Il film ora nelle sale “Io sono Mia” ha, finalmente, restituito valore al grandissimo carisma e talento di una donna eccezionale come Mia Martini. Una donna sconfitta dalla crudeltà di cui solo l’insipienza di alcuni uomini è capace. Una cantante dotata di una voce straordinaria che ha pagato sulla sua pelle e nella sua anima la malvagità dell’ignoranza di chi ha creduto a stupide voci messe in circolo appositamente per recarle danno. Quell’ormai tristemente famoso “portar sfiga” a cui solo l’estrema deficienza può far credere. Questa è la prova di quanto possano essere stupidi gli esseri umani. E’ la prova di quanto gli uomini possano essere meschini e senza un briciolo di empatia. La carriera (distrutta) di Mia Martini ne è la sintomatica dimostrazione. Una cantante morta il 12 maggio del 1995 ufficialmente  per arresto cardiaco, dopo un periodo di grave depressione, probabilmente deceduta a causa di un arresto cardiaco dovuto (anche) ad eccesso di psicofarmaci.
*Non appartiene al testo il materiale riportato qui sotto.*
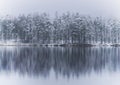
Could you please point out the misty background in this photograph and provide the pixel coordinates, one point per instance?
(106, 8)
Mia Martini a Sanremo nel ’92, dove portò “Gli uomini non cambiano”

Il film prodotto da Luca Barbareschi con la Nexodigital ora nelle sale fino a mercoledì 16 gennaio è assolutamente da vedere. Un film speciale senza effetti speciali: una pellicola in cui l’elemento davvero coinvolgente (fino alla commozione) è la vita di questa piccola grande donna dotata di un talento e di un carisma fuori dal comune interpretata magistralmente da Serena Rossi che canta dav-Vero (cosa affatto comune) con la propria voce tutte le canzoni più famose di Mia Martini.

Mia Martini
Mia Martini

Sai, la gente è strana…o forse è semplicemente stupida se a vincere è la crudeltà contro la vera essenza di un’anima pulita e sincera come quella di Mia Martini.

Partita dalla Calabria in cerca del suo sogno di “riuscire a cantare nella vita più di ogni altra cosa”, Mia Martini aveva trovato a Roma il suo primo successo. Una fama poi caduta in un vortice di alti e bassi dove la discografia era in lotta con le chiacchiere e le cattiverie sul suo conto fino a non difenderla come in realtà meritava. Non si è mai saputo chi abbia messo in circolo il fatto che Mia Martini portasse sfortuna, si sa però che c’era addirittura chi non pronunciava il suo nome, tale era il livello di stupidità di codeste persone. Una certezza su tutte è quella che fa più male: Mia Martini ha pagato a caro prezzo, sulla sua pelle, la cattiveria umana. Meritava rispetto, amore e possibilità di riscatto. Merita quell’amore e quella riconoscenza che non ha avuto modo di conoscere in vita.

Andate a vedere questo film. Siate la parte bella dell’essere umani. Contro l’ignoranza. Contro la stupidità. Davvero.